By Joe Bast | June 13, 2022

Nathan Pinkoski, “Arming the People Against Revolution”
https://claremontreviewofbooks.com/arming-the-people-against-revolution/
Claremont Review of Books
Winter 2021-2022

I recently finished reading Nathan Pinkoski’s “Arming the People Against Revolution.” The essay recounts in some detail why the Spanish Civil War occurred, then more quickly recounts Francisco Franco’s emergence and then victory as leader of the counterrevolution.

Many of the events leading up to the civil war have their parallels in the United States, beginning (I would say) around the time of the election of Barack Obama in 2008. The parallels are so close and so many that it is really shocking. In both cases, socialists worked within the constitutional system to destroy it while centrists and conservatives were too careless or cowardly to call them out.

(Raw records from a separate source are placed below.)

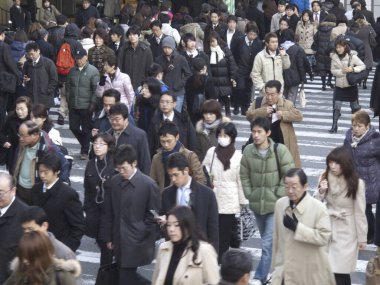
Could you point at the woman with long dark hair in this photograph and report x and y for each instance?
(344, 61)
(344, 193)
(99, 170)
(35, 263)
(186, 258)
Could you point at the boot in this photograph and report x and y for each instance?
(323, 83)
(334, 127)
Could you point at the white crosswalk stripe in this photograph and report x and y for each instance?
(314, 142)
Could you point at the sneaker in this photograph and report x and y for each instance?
(60, 120)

Amazingly, the author does not comment on these parallels, even the most obvious ones: The surprising election of a conservative leading to unconstitutional changes to election laws prior to the next election to ensure it didn’t happen again; the selective prosecution of peaceful conservative protesters but not violent leftist rioters; the police shooting of a conservative figure (Jose Calvo Sotelo in Spain in 1936, Ashli Babbitt at the U.S. Capitol in 2021); and the socialists’ announced plans to stack the courts. For the life of me, I don’t know why the author didn’t call out these ominous parallels.

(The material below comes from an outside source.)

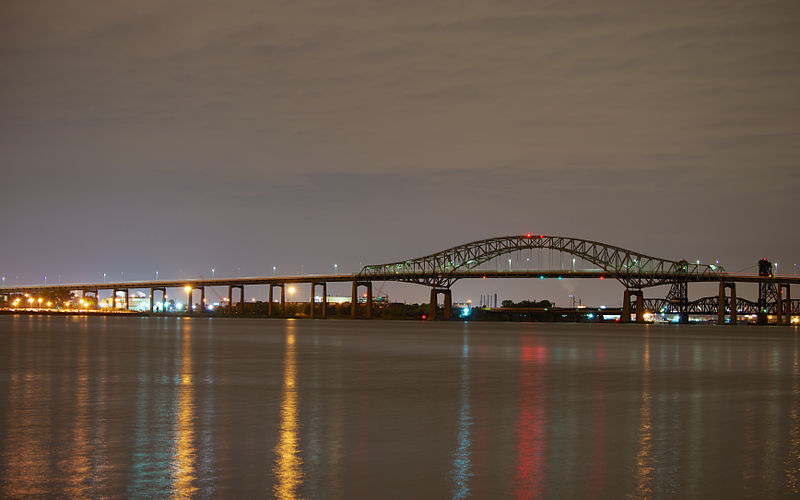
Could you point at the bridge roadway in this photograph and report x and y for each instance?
(441, 270)
(192, 285)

The sequence of events leading to the violent conservative-led revolt in Spain in 1936 diverges from those occurring in the United States only in recent months when Sen. Joe Manchin single-handedly stopped Democrats from creating one or two new states, stacking the Supreme Court, nationalizing the country’s housing and energy sectors, and taking other actions that probably would have provoked a violent reaction from the American people. Imagine that: We came within one vote of a hot civil war here in the United States.

Instead of drawing this (to me) obvious and disturbing conclusion, the article ends abruptly with a two- paragraph conclusion that includes the odd assertion that China, rather than the United States, is the closest thing in today’s world to a “Franco regime model.” This is the first mention of China in the entire article and cannot have been the country most readers were thinking about as they read this article.

Maybe other readers had the same reaction as I did?